Юноша вскочил в седло и поехал по дороге в горы. Но радости и удовлетворения как не бывало.
Сесилио-старший, подождав, пока племянник отъедет подальше и совсем скроется из виду, бросил кисть и поспешно слез со стремянки.
— Мансано, sublata causa, tollitur efectum[22], — сказал он хозяину постоялого двора.
— Что вы там такое говорите, дон Сесилио? — спросил Мансано.
— Я говорю, что мой труд предназначался как плата за будущий завтрак, но, поскольку я ухожу не окончив, все остается по-прежнему. Пускай тебе дорисует кто-нибудь другой.
И Сесилио-старший зашагал вниз по склону.
II
Споры и колебания
Дух гражданственности потерпел поражение, восторжествовал дух диктаторства, глашатаем которого был генерал Паэс, и власть взял в руки генерал Монагас[23]. Пошла насмарку вся предвыборная кампания как консерваторов, так и либералов. Настало двадцать четвертое, января, в городе распространилось известие о недавнем событии, и Фермин Алькорта встретился с приходским священником не ради возобновления с ним дружбы, а лишь желая излить ему свое негодование. По привычке он обратился к падре Медиавилья на «ты».
— Ну, ты доволен, Росендо?! Они расстреляли конгресс! Попраны все политические свободы, навеки погибла наша несчастная страна. Ты этого хотел? Ну так ликуй, празднуй победу!
Падре Медиавилья слушал Фермина Алькорту низко опустив голову; сдавленным голосом он ответил:
— Нет, Фермин, я не этого хотел! Признаю, что на сей раз все вышло шиворот-навыворот.
Так вновь возродилась старая дружба между простодушным либералом и норовистым консерватором; они оба нуждались в ней, ибо, что называется, не могли жить друг без друга, каждому недоставало собеседника, перед которым он мог бы поминутно защищать свои убеждения. Дон Фермин олицетворял собой безупречную скромность, принцип высочайшего самоуважения, красноречивое воплощение жизни; Росендо Медиавилья был грубоватым балагуром, ехидной насмешкой и духом противоречия.

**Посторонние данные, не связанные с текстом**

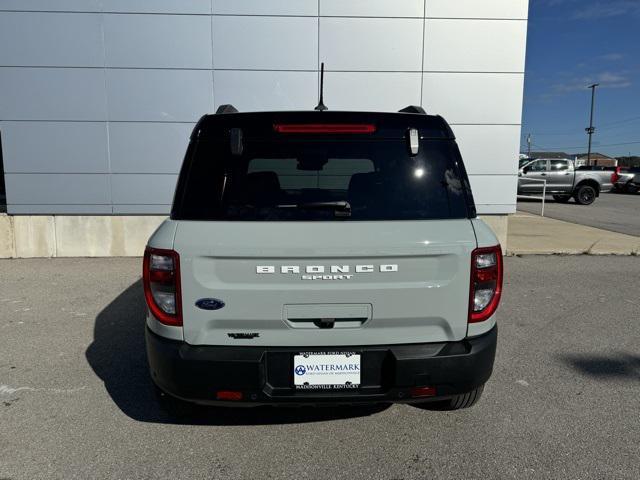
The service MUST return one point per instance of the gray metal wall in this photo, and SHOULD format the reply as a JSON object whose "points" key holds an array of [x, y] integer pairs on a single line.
{"points": [[97, 97]]}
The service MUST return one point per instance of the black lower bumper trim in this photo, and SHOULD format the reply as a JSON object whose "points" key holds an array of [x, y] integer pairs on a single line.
{"points": [[264, 374]]}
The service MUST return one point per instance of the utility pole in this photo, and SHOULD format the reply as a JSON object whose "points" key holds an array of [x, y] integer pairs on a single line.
{"points": [[591, 128]]}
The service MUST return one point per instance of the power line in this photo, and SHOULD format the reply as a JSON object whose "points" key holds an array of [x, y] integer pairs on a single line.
{"points": [[582, 146]]}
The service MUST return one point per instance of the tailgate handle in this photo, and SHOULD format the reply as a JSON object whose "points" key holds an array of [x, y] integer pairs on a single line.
{"points": [[327, 316], [327, 322]]}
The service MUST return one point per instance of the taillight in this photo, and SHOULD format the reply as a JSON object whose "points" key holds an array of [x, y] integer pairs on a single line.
{"points": [[324, 128], [486, 283], [161, 281]]}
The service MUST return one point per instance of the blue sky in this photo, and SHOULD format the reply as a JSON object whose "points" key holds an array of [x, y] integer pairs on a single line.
{"points": [[571, 44]]}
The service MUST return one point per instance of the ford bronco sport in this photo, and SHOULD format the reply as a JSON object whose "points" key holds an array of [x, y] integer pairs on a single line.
{"points": [[322, 257]]}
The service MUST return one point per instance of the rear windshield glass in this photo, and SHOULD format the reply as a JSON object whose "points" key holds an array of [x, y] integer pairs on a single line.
{"points": [[322, 180]]}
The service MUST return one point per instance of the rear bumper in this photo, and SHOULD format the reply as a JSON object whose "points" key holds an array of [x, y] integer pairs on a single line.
{"points": [[264, 375]]}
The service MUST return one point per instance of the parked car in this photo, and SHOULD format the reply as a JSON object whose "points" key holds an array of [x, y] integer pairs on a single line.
{"points": [[597, 168], [626, 179], [322, 257], [563, 180]]}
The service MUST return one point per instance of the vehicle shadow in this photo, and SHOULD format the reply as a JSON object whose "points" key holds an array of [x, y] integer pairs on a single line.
{"points": [[620, 366], [117, 355]]}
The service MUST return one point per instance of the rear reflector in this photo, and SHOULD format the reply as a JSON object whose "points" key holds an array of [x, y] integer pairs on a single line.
{"points": [[229, 395], [325, 128], [423, 392]]}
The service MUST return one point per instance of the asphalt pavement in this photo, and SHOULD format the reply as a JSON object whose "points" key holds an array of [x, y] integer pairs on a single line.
{"points": [[563, 402], [616, 212]]}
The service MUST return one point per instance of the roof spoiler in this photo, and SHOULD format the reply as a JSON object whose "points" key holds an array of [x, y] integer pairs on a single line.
{"points": [[227, 108], [413, 109]]}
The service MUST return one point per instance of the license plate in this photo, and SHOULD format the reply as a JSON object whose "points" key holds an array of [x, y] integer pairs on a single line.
{"points": [[319, 371]]}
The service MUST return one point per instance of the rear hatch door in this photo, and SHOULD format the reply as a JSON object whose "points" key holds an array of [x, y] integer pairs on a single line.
{"points": [[325, 283]]}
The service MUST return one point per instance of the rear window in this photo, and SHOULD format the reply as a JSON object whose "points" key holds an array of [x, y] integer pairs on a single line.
{"points": [[322, 180]]}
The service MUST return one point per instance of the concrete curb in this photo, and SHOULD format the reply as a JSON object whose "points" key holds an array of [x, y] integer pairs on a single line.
{"points": [[534, 235]]}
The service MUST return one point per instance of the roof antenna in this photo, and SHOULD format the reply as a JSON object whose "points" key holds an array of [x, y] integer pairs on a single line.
{"points": [[321, 106]]}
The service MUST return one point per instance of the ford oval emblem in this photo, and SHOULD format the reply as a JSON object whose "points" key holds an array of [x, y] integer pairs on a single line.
{"points": [[210, 304]]}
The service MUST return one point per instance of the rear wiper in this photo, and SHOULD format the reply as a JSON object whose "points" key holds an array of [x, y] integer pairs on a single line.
{"points": [[342, 207]]}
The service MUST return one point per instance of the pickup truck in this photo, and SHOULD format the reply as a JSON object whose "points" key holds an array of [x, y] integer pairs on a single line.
{"points": [[322, 257], [626, 179], [563, 180]]}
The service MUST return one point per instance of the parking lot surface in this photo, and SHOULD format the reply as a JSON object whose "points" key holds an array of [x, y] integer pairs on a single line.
{"points": [[76, 401], [616, 212]]}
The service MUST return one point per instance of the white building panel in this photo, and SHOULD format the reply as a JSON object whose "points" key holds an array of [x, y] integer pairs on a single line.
{"points": [[371, 44], [372, 8], [159, 95], [512, 9], [486, 98], [275, 43], [248, 90], [50, 39], [371, 91], [157, 41], [489, 149]]}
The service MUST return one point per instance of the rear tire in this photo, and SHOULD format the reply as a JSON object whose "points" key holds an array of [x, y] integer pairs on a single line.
{"points": [[585, 195], [457, 402]]}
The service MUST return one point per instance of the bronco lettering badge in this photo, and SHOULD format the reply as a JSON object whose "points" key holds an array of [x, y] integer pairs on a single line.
{"points": [[322, 272]]}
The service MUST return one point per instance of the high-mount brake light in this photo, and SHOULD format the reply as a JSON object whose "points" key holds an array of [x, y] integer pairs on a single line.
{"points": [[324, 128], [486, 283], [161, 282]]}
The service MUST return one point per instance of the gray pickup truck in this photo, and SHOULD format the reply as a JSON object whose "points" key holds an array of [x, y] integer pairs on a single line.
{"points": [[563, 180], [626, 179]]}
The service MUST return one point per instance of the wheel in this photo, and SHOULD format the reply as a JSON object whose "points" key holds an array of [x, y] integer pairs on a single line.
{"points": [[585, 195], [457, 402]]}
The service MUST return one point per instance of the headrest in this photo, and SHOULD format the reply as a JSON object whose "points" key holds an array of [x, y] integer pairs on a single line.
{"points": [[262, 188]]}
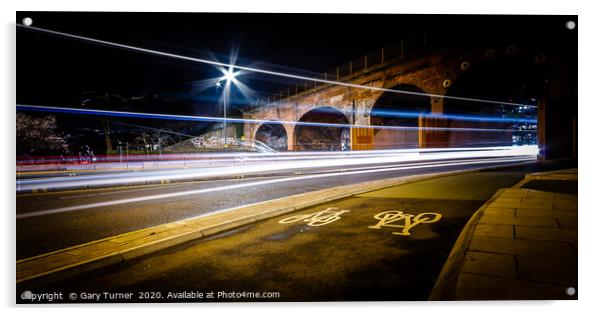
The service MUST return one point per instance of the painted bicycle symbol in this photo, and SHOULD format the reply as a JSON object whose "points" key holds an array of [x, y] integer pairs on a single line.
{"points": [[321, 218], [403, 220]]}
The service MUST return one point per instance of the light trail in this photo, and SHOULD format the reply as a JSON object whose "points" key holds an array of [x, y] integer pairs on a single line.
{"points": [[241, 168], [54, 109], [258, 70], [265, 182]]}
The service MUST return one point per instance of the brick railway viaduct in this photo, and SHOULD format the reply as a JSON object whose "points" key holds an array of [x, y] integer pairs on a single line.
{"points": [[508, 74]]}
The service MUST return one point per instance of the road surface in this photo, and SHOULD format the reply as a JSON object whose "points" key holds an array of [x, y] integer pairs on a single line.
{"points": [[55, 220], [354, 255]]}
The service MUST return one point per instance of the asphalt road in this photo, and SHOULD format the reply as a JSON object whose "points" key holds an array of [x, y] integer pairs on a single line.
{"points": [[52, 221], [349, 257]]}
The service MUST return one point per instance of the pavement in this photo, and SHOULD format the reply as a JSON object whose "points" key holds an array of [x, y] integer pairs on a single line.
{"points": [[387, 244], [521, 245]]}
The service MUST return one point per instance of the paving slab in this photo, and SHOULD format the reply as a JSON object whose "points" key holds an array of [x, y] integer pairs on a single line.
{"points": [[521, 244]]}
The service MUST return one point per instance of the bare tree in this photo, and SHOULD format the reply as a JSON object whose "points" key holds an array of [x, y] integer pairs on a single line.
{"points": [[38, 134]]}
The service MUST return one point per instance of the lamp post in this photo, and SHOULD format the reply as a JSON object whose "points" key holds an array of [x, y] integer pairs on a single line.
{"points": [[229, 76]]}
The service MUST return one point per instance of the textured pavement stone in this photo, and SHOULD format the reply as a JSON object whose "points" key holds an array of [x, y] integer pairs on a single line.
{"points": [[561, 272], [490, 264], [524, 246], [538, 233], [503, 231], [544, 249]]}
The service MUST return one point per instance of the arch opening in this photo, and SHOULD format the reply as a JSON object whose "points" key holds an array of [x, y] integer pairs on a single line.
{"points": [[272, 134], [319, 137], [403, 111]]}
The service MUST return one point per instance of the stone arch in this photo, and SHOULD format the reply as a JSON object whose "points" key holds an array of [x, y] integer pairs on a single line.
{"points": [[396, 117], [274, 134], [310, 134]]}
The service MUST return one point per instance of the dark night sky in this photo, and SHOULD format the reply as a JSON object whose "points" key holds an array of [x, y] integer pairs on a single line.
{"points": [[56, 71]]}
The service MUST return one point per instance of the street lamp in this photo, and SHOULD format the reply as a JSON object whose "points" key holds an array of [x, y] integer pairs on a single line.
{"points": [[229, 76]]}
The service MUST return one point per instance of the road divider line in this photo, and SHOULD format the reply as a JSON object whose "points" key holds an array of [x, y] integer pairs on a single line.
{"points": [[61, 264]]}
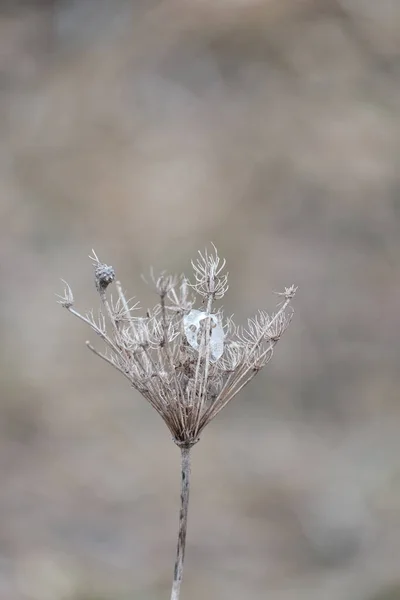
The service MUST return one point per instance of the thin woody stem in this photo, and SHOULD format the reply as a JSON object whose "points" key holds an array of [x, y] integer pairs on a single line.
{"points": [[183, 513]]}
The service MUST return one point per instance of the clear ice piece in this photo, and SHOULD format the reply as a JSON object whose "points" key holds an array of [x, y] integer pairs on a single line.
{"points": [[191, 324]]}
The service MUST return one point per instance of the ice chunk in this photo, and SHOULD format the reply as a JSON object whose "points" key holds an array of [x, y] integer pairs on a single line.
{"points": [[192, 327]]}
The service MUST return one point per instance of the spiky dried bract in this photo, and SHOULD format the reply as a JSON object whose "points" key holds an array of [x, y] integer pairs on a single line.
{"points": [[188, 363]]}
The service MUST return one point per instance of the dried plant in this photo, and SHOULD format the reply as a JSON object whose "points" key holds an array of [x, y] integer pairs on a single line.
{"points": [[187, 362]]}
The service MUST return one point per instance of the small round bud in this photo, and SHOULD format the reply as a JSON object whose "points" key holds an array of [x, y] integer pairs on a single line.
{"points": [[103, 275]]}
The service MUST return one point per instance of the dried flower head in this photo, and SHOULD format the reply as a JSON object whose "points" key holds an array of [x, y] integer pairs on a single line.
{"points": [[187, 362]]}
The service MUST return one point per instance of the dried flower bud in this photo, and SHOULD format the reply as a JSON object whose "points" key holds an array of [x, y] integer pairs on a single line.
{"points": [[103, 275]]}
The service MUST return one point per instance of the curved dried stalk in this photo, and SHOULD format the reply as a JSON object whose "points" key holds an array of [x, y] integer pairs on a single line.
{"points": [[187, 363]]}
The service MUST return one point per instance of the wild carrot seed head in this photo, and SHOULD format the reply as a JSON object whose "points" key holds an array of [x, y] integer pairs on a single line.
{"points": [[187, 362]]}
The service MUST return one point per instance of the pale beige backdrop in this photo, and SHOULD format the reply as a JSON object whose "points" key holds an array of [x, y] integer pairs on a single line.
{"points": [[146, 130]]}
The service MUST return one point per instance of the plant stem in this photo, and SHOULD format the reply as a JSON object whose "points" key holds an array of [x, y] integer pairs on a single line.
{"points": [[183, 513]]}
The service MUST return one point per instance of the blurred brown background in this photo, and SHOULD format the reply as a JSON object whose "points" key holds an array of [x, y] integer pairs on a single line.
{"points": [[145, 130]]}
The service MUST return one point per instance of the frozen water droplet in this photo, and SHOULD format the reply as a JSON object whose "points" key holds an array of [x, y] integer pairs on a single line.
{"points": [[191, 324]]}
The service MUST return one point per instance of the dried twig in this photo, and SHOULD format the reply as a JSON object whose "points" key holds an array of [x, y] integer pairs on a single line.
{"points": [[188, 363]]}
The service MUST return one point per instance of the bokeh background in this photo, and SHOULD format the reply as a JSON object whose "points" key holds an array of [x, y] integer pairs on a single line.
{"points": [[146, 129]]}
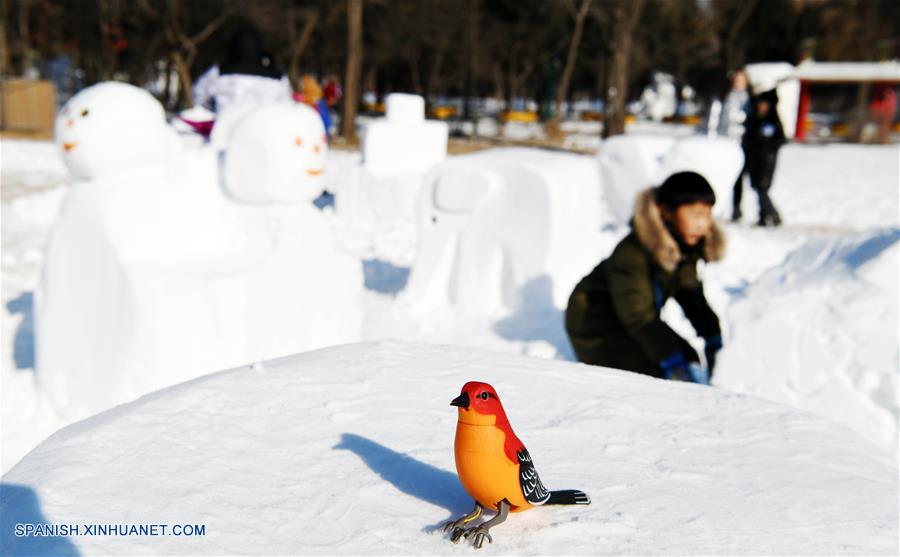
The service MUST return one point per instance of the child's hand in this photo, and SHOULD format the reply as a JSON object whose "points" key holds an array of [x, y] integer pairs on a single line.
{"points": [[713, 345]]}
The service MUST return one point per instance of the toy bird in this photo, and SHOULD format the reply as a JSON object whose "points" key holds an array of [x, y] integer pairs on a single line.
{"points": [[494, 466]]}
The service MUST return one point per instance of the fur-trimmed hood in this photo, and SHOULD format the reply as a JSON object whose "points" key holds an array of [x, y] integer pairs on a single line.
{"points": [[656, 238]]}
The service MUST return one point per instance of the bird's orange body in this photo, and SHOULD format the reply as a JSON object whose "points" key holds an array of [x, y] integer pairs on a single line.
{"points": [[484, 468], [494, 466]]}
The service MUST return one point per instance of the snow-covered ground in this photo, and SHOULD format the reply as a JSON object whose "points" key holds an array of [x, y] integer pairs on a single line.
{"points": [[349, 450], [809, 310]]}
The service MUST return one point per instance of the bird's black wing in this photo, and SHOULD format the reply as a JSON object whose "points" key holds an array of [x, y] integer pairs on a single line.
{"points": [[532, 488]]}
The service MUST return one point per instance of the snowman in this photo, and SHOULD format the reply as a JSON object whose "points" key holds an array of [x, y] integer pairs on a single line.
{"points": [[112, 127], [306, 293], [144, 279]]}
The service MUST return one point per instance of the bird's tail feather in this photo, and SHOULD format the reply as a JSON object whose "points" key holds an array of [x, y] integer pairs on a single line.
{"points": [[568, 497]]}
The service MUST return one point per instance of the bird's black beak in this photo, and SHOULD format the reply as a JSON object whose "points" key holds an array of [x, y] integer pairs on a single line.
{"points": [[462, 400]]}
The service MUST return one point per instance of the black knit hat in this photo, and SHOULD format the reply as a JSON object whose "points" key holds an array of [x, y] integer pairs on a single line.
{"points": [[684, 188]]}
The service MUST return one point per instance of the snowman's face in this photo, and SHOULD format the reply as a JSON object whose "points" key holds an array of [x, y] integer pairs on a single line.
{"points": [[276, 154], [110, 127]]}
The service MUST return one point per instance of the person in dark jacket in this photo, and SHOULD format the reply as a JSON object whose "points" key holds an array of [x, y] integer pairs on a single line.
{"points": [[763, 137], [613, 315]]}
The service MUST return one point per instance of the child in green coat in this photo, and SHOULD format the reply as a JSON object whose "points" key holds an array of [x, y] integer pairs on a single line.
{"points": [[613, 316]]}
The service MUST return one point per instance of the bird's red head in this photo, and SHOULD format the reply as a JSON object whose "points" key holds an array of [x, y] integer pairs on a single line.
{"points": [[479, 405]]}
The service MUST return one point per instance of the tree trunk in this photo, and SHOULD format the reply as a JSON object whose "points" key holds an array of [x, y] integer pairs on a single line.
{"points": [[4, 39], [627, 18], [732, 60], [563, 90], [472, 16], [182, 66], [434, 77], [299, 46], [354, 63]]}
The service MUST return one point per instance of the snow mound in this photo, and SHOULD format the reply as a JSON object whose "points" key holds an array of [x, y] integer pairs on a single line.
{"points": [[847, 370], [349, 450]]}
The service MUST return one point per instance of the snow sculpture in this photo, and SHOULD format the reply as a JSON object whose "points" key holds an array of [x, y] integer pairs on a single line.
{"points": [[89, 120], [628, 164], [632, 163], [276, 154], [306, 293], [398, 151], [153, 276], [494, 222], [404, 142]]}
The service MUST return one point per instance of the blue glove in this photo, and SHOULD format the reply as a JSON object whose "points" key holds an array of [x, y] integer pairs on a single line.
{"points": [[675, 367], [713, 345]]}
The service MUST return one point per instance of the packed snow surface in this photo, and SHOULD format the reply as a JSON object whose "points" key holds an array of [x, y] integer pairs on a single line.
{"points": [[349, 450], [826, 282]]}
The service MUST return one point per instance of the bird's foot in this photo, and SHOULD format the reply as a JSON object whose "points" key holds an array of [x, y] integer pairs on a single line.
{"points": [[457, 527], [477, 535]]}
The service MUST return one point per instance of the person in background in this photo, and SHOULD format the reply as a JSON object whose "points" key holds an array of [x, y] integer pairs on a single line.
{"points": [[333, 91], [613, 315], [763, 137], [731, 124], [247, 76], [311, 94]]}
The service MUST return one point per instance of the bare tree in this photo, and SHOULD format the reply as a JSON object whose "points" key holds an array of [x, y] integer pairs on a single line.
{"points": [[624, 18], [298, 43], [563, 90], [354, 63], [183, 47]]}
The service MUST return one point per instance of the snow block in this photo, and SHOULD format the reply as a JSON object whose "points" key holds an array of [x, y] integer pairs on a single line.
{"points": [[404, 142], [719, 160], [632, 163], [110, 127], [153, 277], [493, 222], [276, 154], [629, 164], [402, 108]]}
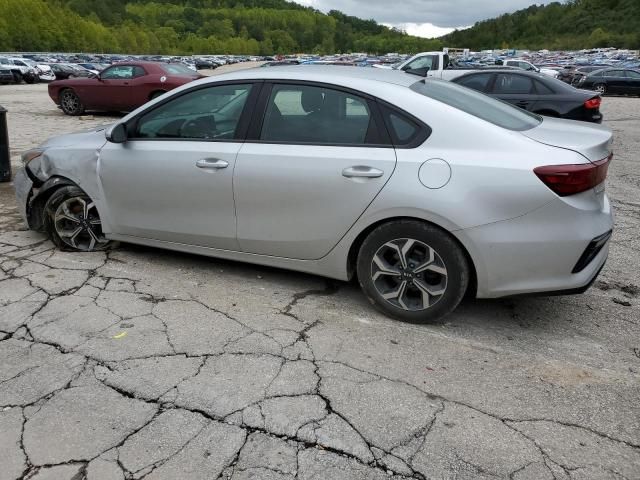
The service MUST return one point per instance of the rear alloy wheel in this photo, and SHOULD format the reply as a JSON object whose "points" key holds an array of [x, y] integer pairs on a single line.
{"points": [[70, 103], [412, 271], [74, 222]]}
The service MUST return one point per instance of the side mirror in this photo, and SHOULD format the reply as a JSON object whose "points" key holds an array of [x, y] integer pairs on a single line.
{"points": [[117, 133]]}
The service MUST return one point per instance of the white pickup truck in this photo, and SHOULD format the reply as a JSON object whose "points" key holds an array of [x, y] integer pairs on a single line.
{"points": [[440, 66], [438, 63], [515, 62]]}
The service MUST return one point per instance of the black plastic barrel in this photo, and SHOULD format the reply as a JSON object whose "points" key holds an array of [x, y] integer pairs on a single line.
{"points": [[5, 155]]}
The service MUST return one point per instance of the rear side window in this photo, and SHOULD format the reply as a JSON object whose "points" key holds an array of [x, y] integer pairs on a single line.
{"points": [[477, 104], [318, 115], [511, 84], [479, 82], [405, 131], [542, 89], [138, 72]]}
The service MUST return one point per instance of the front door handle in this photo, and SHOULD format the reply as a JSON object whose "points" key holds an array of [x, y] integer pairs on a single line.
{"points": [[362, 171], [214, 163]]}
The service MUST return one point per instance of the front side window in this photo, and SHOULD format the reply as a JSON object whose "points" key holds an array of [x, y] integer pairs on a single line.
{"points": [[119, 72], [211, 113], [477, 104], [317, 115], [542, 89], [508, 84], [176, 69], [428, 61]]}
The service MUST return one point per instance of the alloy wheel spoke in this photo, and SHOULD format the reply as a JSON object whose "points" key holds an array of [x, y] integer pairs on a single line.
{"points": [[397, 294], [384, 268], [426, 296], [432, 290], [96, 238], [406, 248], [394, 246], [423, 266], [66, 214], [70, 233]]}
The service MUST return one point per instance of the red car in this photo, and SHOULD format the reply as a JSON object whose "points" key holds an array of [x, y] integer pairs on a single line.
{"points": [[122, 87]]}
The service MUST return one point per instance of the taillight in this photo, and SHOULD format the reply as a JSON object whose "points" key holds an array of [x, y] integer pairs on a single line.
{"points": [[593, 103], [571, 179]]}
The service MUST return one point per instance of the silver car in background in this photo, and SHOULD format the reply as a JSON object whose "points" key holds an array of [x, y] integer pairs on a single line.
{"points": [[425, 190]]}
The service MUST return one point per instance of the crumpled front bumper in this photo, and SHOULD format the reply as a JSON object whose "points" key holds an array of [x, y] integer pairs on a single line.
{"points": [[23, 185]]}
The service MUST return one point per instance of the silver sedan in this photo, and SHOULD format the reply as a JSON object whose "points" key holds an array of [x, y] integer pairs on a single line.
{"points": [[424, 190]]}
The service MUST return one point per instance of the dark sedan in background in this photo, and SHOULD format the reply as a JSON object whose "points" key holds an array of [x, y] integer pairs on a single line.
{"points": [[612, 80], [536, 92], [122, 87]]}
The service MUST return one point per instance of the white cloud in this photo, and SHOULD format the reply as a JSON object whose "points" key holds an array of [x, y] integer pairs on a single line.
{"points": [[426, 30], [440, 13]]}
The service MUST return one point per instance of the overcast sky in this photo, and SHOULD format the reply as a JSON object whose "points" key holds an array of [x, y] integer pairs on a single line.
{"points": [[426, 18]]}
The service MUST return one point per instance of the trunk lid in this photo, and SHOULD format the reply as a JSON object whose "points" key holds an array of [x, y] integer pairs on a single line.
{"points": [[590, 140]]}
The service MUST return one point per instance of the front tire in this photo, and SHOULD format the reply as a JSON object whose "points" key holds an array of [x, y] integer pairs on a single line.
{"points": [[412, 271], [70, 103], [73, 222]]}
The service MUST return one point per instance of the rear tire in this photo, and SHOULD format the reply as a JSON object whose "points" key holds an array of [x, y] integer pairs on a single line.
{"points": [[412, 271], [70, 103], [73, 222]]}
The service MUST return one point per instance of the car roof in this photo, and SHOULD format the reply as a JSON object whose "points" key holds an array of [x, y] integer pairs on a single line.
{"points": [[333, 74], [517, 71]]}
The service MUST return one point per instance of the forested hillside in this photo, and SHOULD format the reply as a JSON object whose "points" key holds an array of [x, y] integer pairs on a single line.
{"points": [[192, 26], [576, 24]]}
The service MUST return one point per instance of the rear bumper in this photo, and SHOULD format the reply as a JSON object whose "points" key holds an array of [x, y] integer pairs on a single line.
{"points": [[538, 253]]}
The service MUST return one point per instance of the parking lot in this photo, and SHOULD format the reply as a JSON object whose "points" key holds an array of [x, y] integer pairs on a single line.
{"points": [[144, 363]]}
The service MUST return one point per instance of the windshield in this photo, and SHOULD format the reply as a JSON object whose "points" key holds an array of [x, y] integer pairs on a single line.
{"points": [[477, 104], [176, 69]]}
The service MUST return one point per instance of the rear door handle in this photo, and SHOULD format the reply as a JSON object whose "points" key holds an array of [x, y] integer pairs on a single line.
{"points": [[362, 171], [214, 163]]}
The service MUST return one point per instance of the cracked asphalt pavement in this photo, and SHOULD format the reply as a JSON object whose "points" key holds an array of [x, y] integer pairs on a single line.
{"points": [[143, 363]]}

На вопрос друзей, вправду ли он помирился с Алькорта, священник отвечал:
— Да ведь мы не можем прожить, чтобы не подраться друг с другом на мечах. Вернее, он обнажает свой меч, а я поднимаю свою суковатую палку.
Они спорили и пререкались чуть ли ни каждый вечер на тертулиях в доме священника, где недовольство — отжившая форма борьбы бессильной оппозиции — соединяло воедино консерваторов и добропорядочных либералов, сшибавшихся в жарких диспутах, которые с каждым днем все меньше и меньше отражали запросы страны и эпохи. В этих нелепых диспутах всё чаще затрагивались личные интересы; так обычно происходит, когда теряют из поля зрения общественные интересы, и боевой задор, не находя настоящего применения, изливается в мелочных перебранках.